«Io, il sindaco di un campeggio»

Lunedì 15 Ottobre 2018
«Io, il sindaco di un campeggio»
IL PERSONAGGIO
E' come essere il sindaco di una cittadina di 12.500 abitanti che vive soltanto d'estate. Chiese, uffici, ristoranti, bar, alberghi, case grandi e piccole, piste da ballo, spettacoli, pronto soccorso, persino un ospedale veterinario sempre aperto, con tanto di ambulanza per cani. Una cittadina che vive tra mare e pineta, sul campeggio più grande d'Europa, esteso per 72 ettari nel litorale del Cavallino. Gli abitanti si muovono a piedi o in bicicletta, metà sono tedeschi, gli altri italiani, svizzeri, danesi, olandesi, inglesi. Questo sindaco speciale è Alessandro Sgaravatti, un padovano di 53 anni che ha abbandonato la carriera di neurochirurgo per diventare il manager della UnionLido che conta ogni anno 1.200.000 presenze. Fatturato di 27 milioni di euro; 500 collaboratori tra diretti e indotto. «Sono un medico a tutti gli effetti, ma. Nel 1991 lavoravo dopo la laurea col professor Carteri in clinica neurochirurgica, era quella la mia professione.

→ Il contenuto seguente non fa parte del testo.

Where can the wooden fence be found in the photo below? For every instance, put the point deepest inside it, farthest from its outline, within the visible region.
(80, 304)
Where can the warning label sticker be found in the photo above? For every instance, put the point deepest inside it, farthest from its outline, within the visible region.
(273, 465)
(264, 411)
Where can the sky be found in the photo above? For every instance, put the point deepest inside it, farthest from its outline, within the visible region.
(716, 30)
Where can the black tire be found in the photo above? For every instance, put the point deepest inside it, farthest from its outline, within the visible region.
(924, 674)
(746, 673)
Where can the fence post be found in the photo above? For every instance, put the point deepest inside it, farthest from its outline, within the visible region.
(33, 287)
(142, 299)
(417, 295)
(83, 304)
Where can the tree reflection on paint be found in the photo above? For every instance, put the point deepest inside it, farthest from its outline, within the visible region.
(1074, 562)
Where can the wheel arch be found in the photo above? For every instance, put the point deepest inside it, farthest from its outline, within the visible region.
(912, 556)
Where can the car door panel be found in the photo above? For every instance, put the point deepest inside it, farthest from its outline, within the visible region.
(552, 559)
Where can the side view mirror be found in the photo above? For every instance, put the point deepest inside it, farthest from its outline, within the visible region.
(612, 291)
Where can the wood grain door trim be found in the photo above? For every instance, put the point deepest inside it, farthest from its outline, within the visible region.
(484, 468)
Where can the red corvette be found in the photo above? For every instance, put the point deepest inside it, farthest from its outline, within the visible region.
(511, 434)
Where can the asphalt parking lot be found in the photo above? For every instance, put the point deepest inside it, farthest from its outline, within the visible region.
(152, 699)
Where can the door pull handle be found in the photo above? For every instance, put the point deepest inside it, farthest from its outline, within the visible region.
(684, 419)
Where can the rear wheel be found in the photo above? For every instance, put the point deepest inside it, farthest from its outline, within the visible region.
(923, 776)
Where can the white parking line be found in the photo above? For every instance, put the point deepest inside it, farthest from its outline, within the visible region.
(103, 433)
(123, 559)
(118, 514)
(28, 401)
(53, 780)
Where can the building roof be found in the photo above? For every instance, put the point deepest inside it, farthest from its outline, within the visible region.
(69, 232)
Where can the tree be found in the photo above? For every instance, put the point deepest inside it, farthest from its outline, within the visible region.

Avevo questa grande passione di fare il medico in Kenya. A un certo punto sono stato messo di fronte alla scelta se continuare come neurochirurgo o seguire l'attività di famiglia, così mi sono iscritto a Roma a una scuola di specialità per direzione aziendale nella formazione turistica ed eccomi qui».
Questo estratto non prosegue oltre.